# Insurance coverage for thyroidectomy



## thyroid_board_user (Jan 31, 2013)

Hello,

I just wished to take your opinion on whether thyroid surgery is covered under insurance ? Someone I know was recently suggested to undergo thyroid surgery due to a suspicious nodule. They have insurance through her husband's employer, and just wish to make sure the surgery would be covered ?

Any advice is appreciated.

Thank you.


----------



## joplin1975 (Jul 21, 2011)

Mine certainly was.


----------



## Andros (Aug 26, 2009)

thyroid_board_user said:


> Hello,
> 
> I just wished to take your opinion on whether thyroid surgery is covered under insurance ? Someone I know was recently suggested to undergo thyroid surgery due to a suspicious nodule.
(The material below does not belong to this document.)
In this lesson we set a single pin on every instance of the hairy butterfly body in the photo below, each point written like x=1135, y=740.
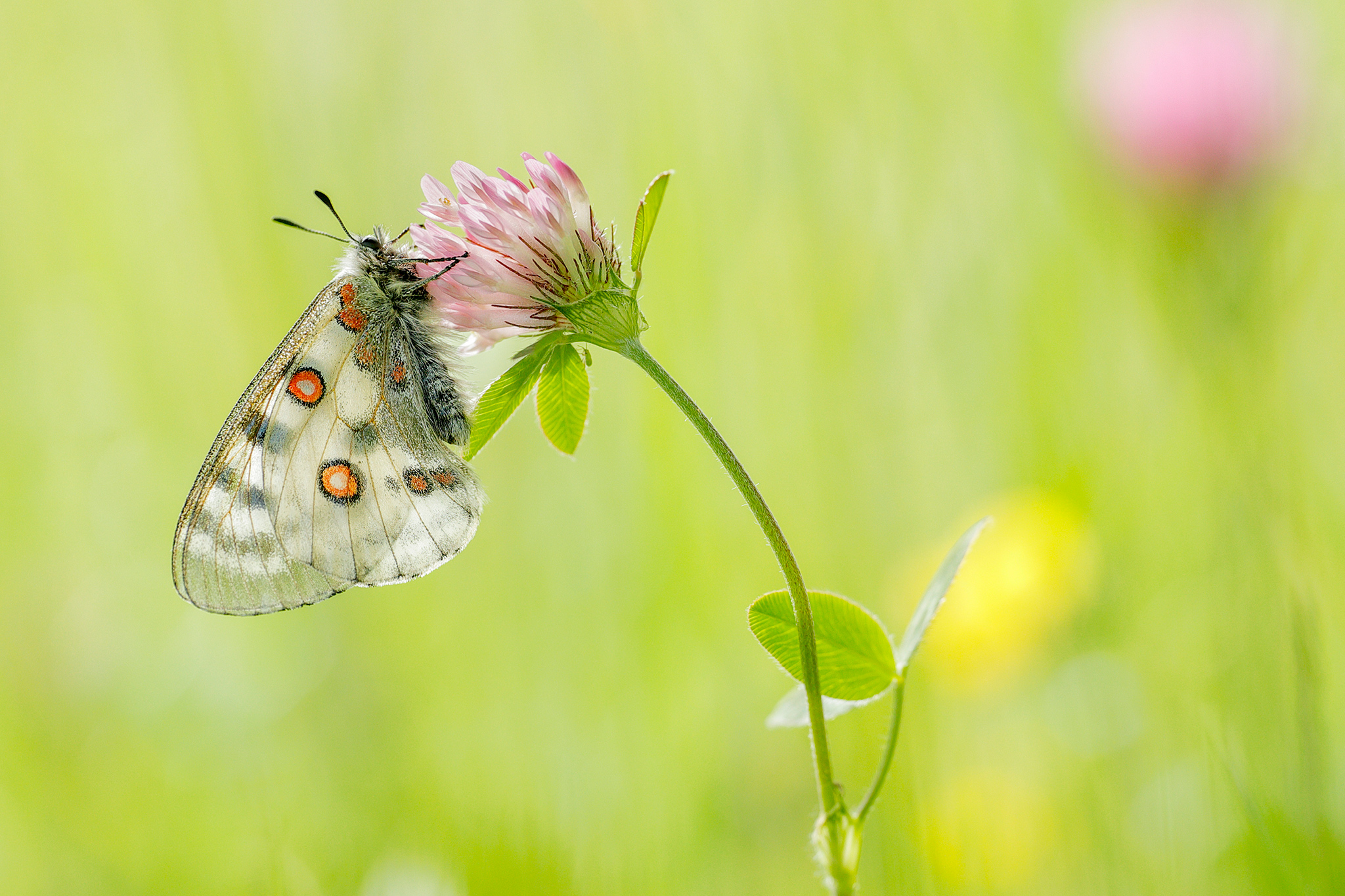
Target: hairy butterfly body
x=335, y=467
They have insurance through her husband's employer, and just wish to make sure the surgery would be covered ?
> 
> ...


They need to check their policy, call their agent and if necessary, call the company before proceeding.


----------



## thyroid_board_user (Jan 31, 2013)

Andros said:


> They need to check their policy, call their agent and if necessary, call the company before proceeding.


Thanks for the reply.

Just wondering if it is a good idea generally to call the insurance company on your own beforehand to check (any chance it can raise any red flag?, or do any harm in any way), or is it better to let the surgeon's office contact them (I guess surgeon's office will contact them at most only 1-2 days prior to the surgery ?).

Appreciate everyone's help and replies.


----------



## webster2 (May 19, 2011)

Mine was. You are always able to phone ahead and find out what will be covered. There are case numbers that they will give you.

I had my gall bladder out last year and found out that it was completely covered only to receive a bill for $650 for anesthesia. I phoned the insurance and they told me that the doctor was out of network but that it had been preapproved it would be covered and that they didn't expect me to have it done without anesthesia.


----------



## brookshire (Nov 28, 2012)

thyroid_board_user said:


> Thanks for the reply.
> 
> Just wondering if it is a good idea generally to call the insurance company on your own beforehand to check.


I work in health insurance and the answer is yes. Call the insurance company as soon as the doctor suggests the surgery. They may have a rule requiring a second opinion or other hoops you have to jump through. Take careful notes. Some of the for-profit insurers will deny claims for piddily little mistakes. Challenge them if they do before you pay anything.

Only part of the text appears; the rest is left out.